M. LE PRESIDENT: J'ai un appareil qui me permet de suivre les
débats dans presque toutes les pièces de mon appartement, ce qui
m'a permis de prendre une partie des remarques de l'honorable
député de Jacques-Cartier, qui conviendra s'être
éloigné passablement et singulièrement même des
directives que j'ai données ce matin.
L'honorable député de Jacques-Cartier.
M. SAINT-GERMAIN: M. le Président, je m'excuse, mais de toute
façon, je sens tellement dans mon comté, l'urgence d'arriver
à une solution à ce problème, qu'il m'est
extrêmement pénible de voir le gouvernement remettre à plus
tard l'étude de cette législation.
Dans le comté de Jacques-Cartier, la population est cosmopolite.

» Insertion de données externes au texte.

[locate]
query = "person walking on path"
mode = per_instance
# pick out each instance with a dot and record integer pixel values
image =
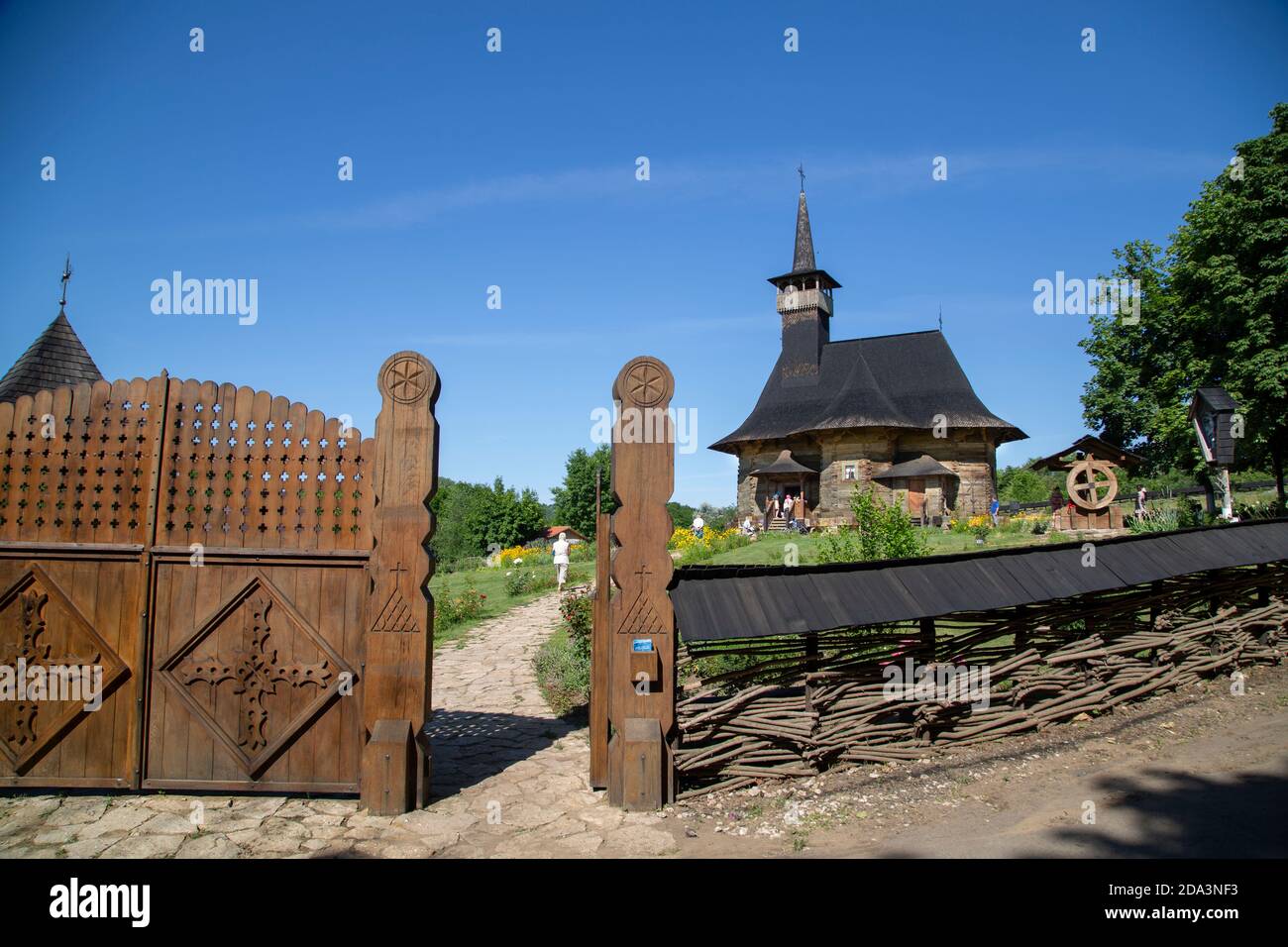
(561, 553)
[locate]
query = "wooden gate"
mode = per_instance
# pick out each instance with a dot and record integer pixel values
(209, 549)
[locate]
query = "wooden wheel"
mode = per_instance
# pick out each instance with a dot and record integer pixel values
(1093, 483)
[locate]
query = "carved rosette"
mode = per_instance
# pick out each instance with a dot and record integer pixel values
(643, 479)
(404, 482)
(399, 616)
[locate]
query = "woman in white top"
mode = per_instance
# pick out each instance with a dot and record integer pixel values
(561, 552)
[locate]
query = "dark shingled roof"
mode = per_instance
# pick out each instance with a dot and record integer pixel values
(1218, 398)
(925, 466)
(785, 464)
(54, 360)
(887, 380)
(1095, 446)
(729, 602)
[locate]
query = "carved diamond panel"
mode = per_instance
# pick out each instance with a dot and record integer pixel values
(43, 637)
(240, 655)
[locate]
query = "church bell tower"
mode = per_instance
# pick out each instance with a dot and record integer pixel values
(804, 303)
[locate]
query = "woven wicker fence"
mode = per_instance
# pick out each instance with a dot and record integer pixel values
(795, 705)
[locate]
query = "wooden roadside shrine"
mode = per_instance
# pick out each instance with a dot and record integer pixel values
(248, 578)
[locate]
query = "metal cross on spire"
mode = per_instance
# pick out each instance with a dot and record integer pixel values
(67, 275)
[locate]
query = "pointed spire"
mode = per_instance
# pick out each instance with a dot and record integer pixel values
(55, 359)
(803, 261)
(67, 277)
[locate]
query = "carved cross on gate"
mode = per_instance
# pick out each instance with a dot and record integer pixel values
(257, 673)
(22, 731)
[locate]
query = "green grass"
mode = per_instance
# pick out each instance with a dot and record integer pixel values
(490, 582)
(771, 551)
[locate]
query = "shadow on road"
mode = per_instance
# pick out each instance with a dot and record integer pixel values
(471, 746)
(1188, 817)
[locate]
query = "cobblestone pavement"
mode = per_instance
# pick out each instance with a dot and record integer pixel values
(509, 781)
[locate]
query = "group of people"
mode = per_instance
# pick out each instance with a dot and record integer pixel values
(785, 505)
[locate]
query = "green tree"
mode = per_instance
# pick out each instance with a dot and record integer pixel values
(884, 532)
(473, 517)
(1214, 312)
(575, 499)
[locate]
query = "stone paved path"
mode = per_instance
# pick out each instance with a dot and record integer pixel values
(509, 781)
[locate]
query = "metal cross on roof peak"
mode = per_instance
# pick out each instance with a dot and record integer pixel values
(67, 275)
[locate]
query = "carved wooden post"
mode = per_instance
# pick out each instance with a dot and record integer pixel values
(399, 617)
(642, 648)
(599, 642)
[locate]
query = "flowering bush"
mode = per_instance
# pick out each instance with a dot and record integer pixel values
(563, 663)
(522, 581)
(522, 556)
(712, 541)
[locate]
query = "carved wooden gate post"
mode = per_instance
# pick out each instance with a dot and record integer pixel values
(399, 624)
(642, 639)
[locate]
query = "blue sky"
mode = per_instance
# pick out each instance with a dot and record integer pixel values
(518, 169)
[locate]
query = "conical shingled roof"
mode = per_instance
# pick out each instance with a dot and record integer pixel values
(55, 359)
(803, 261)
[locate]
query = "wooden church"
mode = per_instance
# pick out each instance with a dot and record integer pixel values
(896, 412)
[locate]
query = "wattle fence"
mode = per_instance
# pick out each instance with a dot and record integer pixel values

Nous avons chez nous des gens de toute langue et de toute religion. Nous avons
vécu dans l'harmonie, et la remise de l'étude de cette question
à un comité crée une atmosphère telle que cette
harmonie et cet équilibre puissent être brisés. Je crois
que cette situation dans le comté de Jacques-Cartier peut
s'étendre à toute la province de Québec et créer
une situation telle que, plus tard, il serait extrêmement difficile
d'arriver à une législation appropriée. Alors je me devrai
de voter contre la remise de l'étude de ce projet de loi.
M. LE PRESIDENT: L'honorable député de Verdun.
M. WAGNER: M. le Président, je constate qu'il est midi trente et,
d'après l'entente intervenue, je demande que le débat soit
ajourné à trois heures.
M. BELLEMARE: Non, non jusqu'à une heure. J'ai vu le chef,
c'est...
M. LESAGE: Le ministre du Travail m'a bien spécifié que
nous ajournerions à midi et demi et la raison, c'est de donner...
M. RUSSELL: Vous commencerez à deux heures.
M. LESAGE: Je viens de faire un signe au député de Verdun
qui m'a demandé si je devais ajourner. J'ai dit oui, c'est
l'entente.
M. BELLEMARE: Et vous avez ajouté: Nous pourrions aller
jusqu'à une heure moins le quart,
M. LESAGE: Bien, mon Dieu oui! Mais simplement vous n'avez pas voulu.
Lorsque nous nous sommes quittés au téléphone, l'entente
c'était midi et demi. Si ce n'est pas midi et
demi, alors, M. le Président, il faudra considérer que
nous ne respectons pas l'entente et, en conséquence, ce n'est pas le
député de Verdun qui demande la parole mais c'est le
député de Richmond et le député de Verdun aura le
droit de parole plus tard.
M. BELLEMARE: Oui, c'est bien sûr, pourquoi pas? Non, mais vous
n'avez pas besoin de vous choquer pour ça.
M. LE PRESIDENT: L'honorable député de Richmond.
M. Emilien Lafrance
M. LAFRANCE: M. le Président, je tiens à dire d'abord que
je n'avais pas l'intention de participer à ce débat...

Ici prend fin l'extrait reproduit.